Today, as AI systems transition from narrow classifiers to large, general-purpose language and vision models, new attack surfaces have emerged. Notably, the same principles that enabled adversarial attacks and defenses on standard deep learning models, now reappear in Large Language Models (LLMs). Within these new scenarios, adversaries no longer modify pixels, but manipulate text prompts to induce harmful or policy-violating behavior, exploiting the gaps left by safety-alignment. For instance, LLMs can be compromised through jailbreak attacks, where an attacker crafts a prompt that bypasses a model’s safety alignment and elicits restricted outputs.

However, while the fundamental principles of Adversarial ML remain relevant, securing modern foundation models is considerably more complex. Attacks against LLMs, in fact, are increasingly realistic, and yet the notion of security itself becomes harder to define. Evaluating robustness in this new context is also more challenging: there is no clear analogue of a perturbation budget, and assessing a model’s harmful or policy-violating responses involves semantic and behavioral criteria rather than simple misclassifications.

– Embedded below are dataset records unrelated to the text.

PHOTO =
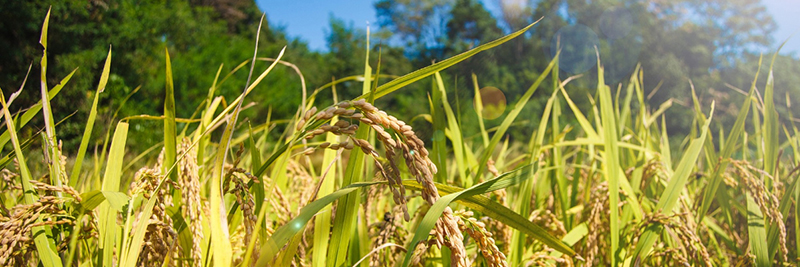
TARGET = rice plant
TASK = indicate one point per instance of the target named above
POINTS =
(349, 184)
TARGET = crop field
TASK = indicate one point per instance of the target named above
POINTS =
(346, 183)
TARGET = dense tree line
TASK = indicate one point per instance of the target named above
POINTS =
(713, 43)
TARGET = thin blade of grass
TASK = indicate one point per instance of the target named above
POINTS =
(512, 115)
(322, 223)
(170, 131)
(611, 165)
(274, 243)
(727, 150)
(456, 136)
(669, 198)
(344, 223)
(42, 234)
(87, 133)
(503, 181)
(498, 212)
(107, 214)
(407, 79)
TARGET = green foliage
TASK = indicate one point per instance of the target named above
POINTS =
(595, 181)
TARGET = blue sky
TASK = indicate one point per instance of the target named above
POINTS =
(308, 19)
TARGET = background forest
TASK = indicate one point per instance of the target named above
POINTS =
(550, 133)
(713, 43)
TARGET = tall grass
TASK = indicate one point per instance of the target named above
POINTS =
(349, 184)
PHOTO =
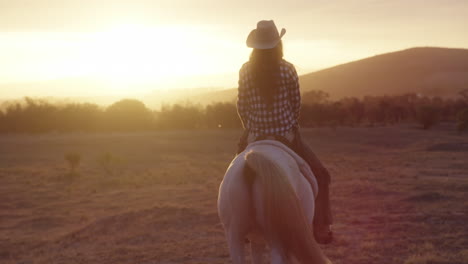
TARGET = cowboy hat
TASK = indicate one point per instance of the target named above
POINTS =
(265, 36)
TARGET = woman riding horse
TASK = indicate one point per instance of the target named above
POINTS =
(269, 103)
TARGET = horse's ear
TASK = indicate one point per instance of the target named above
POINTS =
(249, 174)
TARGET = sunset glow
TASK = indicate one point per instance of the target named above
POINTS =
(142, 46)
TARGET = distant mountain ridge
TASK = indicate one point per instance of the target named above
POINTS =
(426, 71)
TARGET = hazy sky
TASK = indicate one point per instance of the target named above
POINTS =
(147, 44)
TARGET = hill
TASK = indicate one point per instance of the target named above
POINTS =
(427, 71)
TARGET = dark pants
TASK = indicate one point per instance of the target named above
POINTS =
(322, 203)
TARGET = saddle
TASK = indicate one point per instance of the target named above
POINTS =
(302, 164)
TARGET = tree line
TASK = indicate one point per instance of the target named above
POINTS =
(40, 116)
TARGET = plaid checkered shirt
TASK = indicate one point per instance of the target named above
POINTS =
(253, 110)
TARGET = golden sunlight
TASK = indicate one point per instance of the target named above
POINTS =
(134, 53)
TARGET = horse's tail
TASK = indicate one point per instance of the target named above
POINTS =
(285, 220)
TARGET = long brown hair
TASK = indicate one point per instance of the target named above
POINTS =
(266, 73)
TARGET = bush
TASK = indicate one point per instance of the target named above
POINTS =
(462, 120)
(74, 160)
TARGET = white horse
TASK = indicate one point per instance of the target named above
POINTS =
(264, 197)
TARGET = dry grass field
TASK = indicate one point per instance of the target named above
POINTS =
(399, 194)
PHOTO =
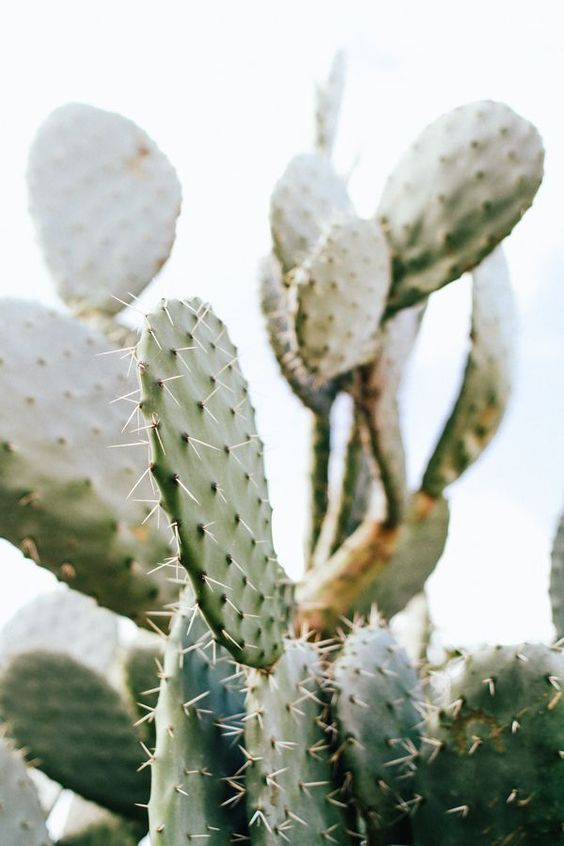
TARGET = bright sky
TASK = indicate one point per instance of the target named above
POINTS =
(225, 89)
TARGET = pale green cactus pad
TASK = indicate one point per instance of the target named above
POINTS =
(22, 821)
(341, 294)
(197, 790)
(487, 382)
(63, 621)
(456, 193)
(306, 199)
(291, 797)
(207, 459)
(493, 767)
(75, 727)
(328, 100)
(376, 398)
(278, 309)
(378, 708)
(68, 499)
(142, 665)
(104, 200)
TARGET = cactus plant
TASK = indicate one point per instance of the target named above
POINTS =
(265, 711)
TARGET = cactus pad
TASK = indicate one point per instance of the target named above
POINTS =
(105, 201)
(306, 199)
(208, 462)
(456, 193)
(486, 386)
(63, 490)
(290, 793)
(75, 726)
(341, 295)
(278, 309)
(493, 768)
(63, 621)
(22, 821)
(376, 398)
(329, 96)
(378, 709)
(197, 791)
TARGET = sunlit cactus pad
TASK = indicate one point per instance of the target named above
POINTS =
(456, 193)
(105, 200)
(207, 459)
(64, 489)
(75, 726)
(197, 790)
(291, 797)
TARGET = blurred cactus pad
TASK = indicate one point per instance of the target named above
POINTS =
(237, 704)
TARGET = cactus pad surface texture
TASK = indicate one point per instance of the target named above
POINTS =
(208, 462)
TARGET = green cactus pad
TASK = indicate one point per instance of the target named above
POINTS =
(291, 797)
(276, 304)
(328, 99)
(378, 708)
(376, 565)
(557, 580)
(22, 821)
(197, 790)
(208, 462)
(75, 727)
(487, 382)
(456, 193)
(105, 200)
(376, 398)
(141, 665)
(493, 769)
(63, 621)
(308, 196)
(341, 294)
(63, 490)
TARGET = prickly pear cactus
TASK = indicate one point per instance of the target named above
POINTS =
(493, 767)
(22, 821)
(272, 713)
(71, 492)
(342, 297)
(197, 768)
(308, 196)
(104, 200)
(207, 459)
(378, 705)
(456, 193)
(291, 796)
(70, 720)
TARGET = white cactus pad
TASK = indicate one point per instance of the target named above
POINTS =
(104, 200)
(488, 377)
(63, 490)
(63, 621)
(341, 298)
(329, 97)
(456, 193)
(306, 199)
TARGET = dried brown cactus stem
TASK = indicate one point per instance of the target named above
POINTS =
(378, 565)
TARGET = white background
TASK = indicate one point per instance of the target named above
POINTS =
(225, 88)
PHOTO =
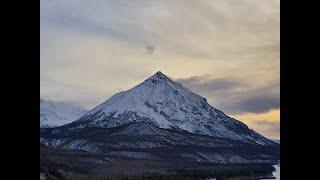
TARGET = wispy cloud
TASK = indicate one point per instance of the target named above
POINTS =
(93, 49)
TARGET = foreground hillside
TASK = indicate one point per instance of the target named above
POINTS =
(74, 164)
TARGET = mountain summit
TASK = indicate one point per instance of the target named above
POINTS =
(168, 104)
(159, 115)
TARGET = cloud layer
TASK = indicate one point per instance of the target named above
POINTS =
(227, 50)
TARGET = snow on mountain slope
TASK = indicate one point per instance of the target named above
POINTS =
(58, 113)
(168, 105)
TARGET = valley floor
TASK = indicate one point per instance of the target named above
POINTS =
(69, 164)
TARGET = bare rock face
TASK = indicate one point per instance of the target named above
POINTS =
(160, 115)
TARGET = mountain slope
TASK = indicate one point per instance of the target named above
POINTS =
(160, 118)
(169, 105)
(58, 113)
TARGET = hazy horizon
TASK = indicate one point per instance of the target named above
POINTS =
(227, 51)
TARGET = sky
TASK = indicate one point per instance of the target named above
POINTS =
(225, 50)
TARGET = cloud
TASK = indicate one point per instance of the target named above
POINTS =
(267, 123)
(102, 47)
(236, 96)
(225, 50)
(150, 49)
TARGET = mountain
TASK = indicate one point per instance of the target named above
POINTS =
(58, 113)
(160, 116)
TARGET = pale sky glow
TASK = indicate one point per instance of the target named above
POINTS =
(225, 50)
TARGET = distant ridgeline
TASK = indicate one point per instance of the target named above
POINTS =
(160, 119)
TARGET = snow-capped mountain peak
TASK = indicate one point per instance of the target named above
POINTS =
(167, 104)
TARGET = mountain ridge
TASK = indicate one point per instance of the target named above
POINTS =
(159, 116)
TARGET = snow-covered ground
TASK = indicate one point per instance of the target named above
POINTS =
(58, 113)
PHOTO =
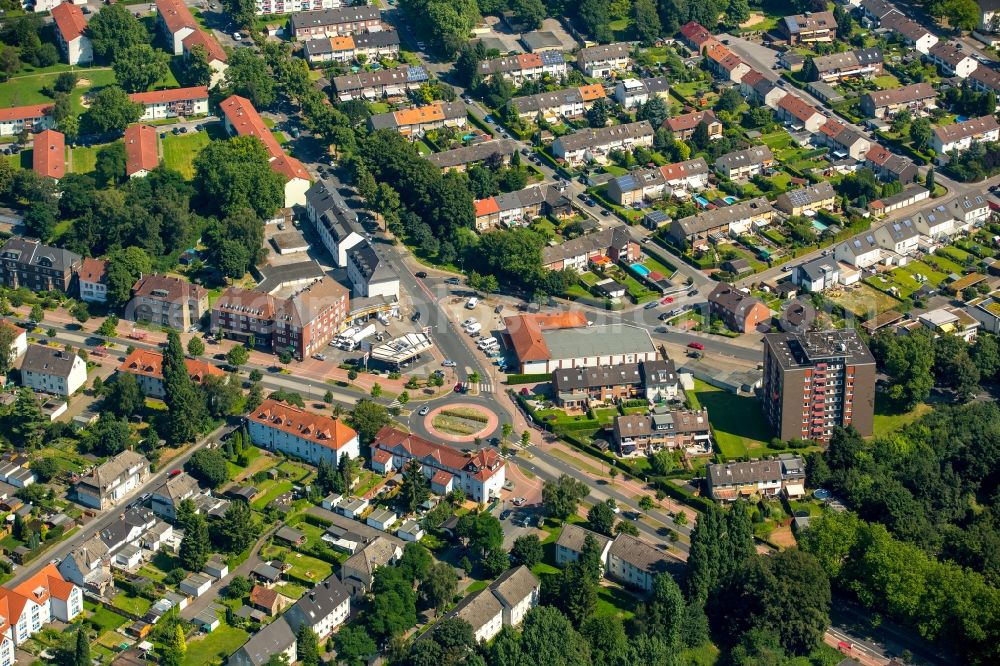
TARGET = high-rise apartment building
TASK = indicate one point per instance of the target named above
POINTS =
(814, 382)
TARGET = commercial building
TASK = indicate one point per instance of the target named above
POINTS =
(595, 144)
(277, 426)
(172, 103)
(71, 29)
(481, 474)
(817, 381)
(544, 343)
(167, 301)
(242, 119)
(50, 370)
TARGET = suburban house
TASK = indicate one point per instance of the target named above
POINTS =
(960, 136)
(277, 426)
(242, 119)
(393, 82)
(757, 478)
(48, 155)
(568, 103)
(808, 199)
(524, 67)
(808, 28)
(358, 571)
(915, 97)
(112, 481)
(480, 474)
(595, 144)
(141, 150)
(147, 368)
(416, 121)
(576, 388)
(615, 243)
(744, 164)
(631, 93)
(600, 62)
(172, 103)
(323, 608)
(71, 29)
(729, 220)
(168, 301)
(684, 125)
(684, 429)
(50, 370)
(336, 22)
(865, 63)
(739, 310)
(952, 60)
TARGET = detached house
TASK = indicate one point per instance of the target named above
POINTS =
(112, 481)
(50, 370)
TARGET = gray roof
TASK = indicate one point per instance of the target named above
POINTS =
(272, 639)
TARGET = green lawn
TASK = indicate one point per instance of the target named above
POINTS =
(215, 647)
(179, 151)
(739, 425)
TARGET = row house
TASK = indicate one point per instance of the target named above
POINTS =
(172, 103)
(745, 164)
(909, 32)
(595, 144)
(632, 93)
(569, 103)
(952, 60)
(600, 62)
(737, 309)
(382, 83)
(865, 63)
(336, 22)
(510, 209)
(795, 111)
(915, 98)
(168, 301)
(615, 243)
(347, 48)
(524, 67)
(728, 482)
(481, 474)
(71, 34)
(112, 481)
(807, 200)
(577, 388)
(493, 154)
(960, 136)
(808, 28)
(242, 119)
(726, 221)
(55, 371)
(503, 603)
(277, 426)
(27, 263)
(146, 366)
(656, 183)
(31, 118)
(414, 122)
(684, 125)
(679, 429)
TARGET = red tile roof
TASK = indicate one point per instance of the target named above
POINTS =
(140, 149)
(49, 154)
(324, 430)
(69, 19)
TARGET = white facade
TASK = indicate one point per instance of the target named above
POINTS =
(276, 439)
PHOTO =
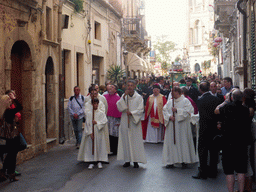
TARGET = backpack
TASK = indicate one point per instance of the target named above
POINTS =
(72, 97)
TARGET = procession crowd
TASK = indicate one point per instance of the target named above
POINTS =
(194, 119)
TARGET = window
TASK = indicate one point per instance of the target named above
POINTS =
(198, 37)
(191, 36)
(97, 30)
(48, 23)
(79, 69)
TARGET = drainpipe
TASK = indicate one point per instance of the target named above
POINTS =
(245, 61)
(61, 76)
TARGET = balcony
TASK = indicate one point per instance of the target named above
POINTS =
(224, 12)
(134, 35)
(29, 3)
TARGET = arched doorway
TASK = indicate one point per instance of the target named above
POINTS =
(197, 67)
(21, 82)
(49, 100)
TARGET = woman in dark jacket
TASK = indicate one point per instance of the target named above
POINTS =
(9, 131)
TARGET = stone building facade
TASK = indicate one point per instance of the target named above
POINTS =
(91, 42)
(200, 26)
(29, 65)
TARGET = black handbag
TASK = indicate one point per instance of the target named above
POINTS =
(218, 142)
(22, 143)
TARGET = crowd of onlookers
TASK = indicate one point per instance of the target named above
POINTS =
(225, 124)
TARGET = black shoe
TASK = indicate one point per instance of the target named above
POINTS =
(213, 176)
(170, 166)
(135, 165)
(184, 165)
(199, 176)
(127, 164)
(17, 173)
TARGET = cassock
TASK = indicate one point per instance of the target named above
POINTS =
(101, 98)
(153, 132)
(183, 151)
(100, 151)
(130, 143)
(101, 107)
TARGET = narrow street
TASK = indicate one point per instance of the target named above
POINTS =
(58, 170)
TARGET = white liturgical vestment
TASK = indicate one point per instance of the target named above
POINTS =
(130, 143)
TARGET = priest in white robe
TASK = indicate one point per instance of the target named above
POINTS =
(130, 143)
(97, 153)
(179, 148)
(153, 130)
(102, 106)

This tutorial will guide participants on this evolving security landscape, tracing how the principles, methods, open problems, and lessons learned from Adversarial Machine Learning are now being reinterpreted and readapted for Large Language Models. We will emphasize how, despite the radical shift in model capabilities, we are once again facing the same foundational challenges, from non-standardized evaluation procedures to the constant need for systematic testing and diagnostic tools. Hence, the tutorial aims to provide participants with a unified understanding of adversarial threats and how to study, test, and defend against them.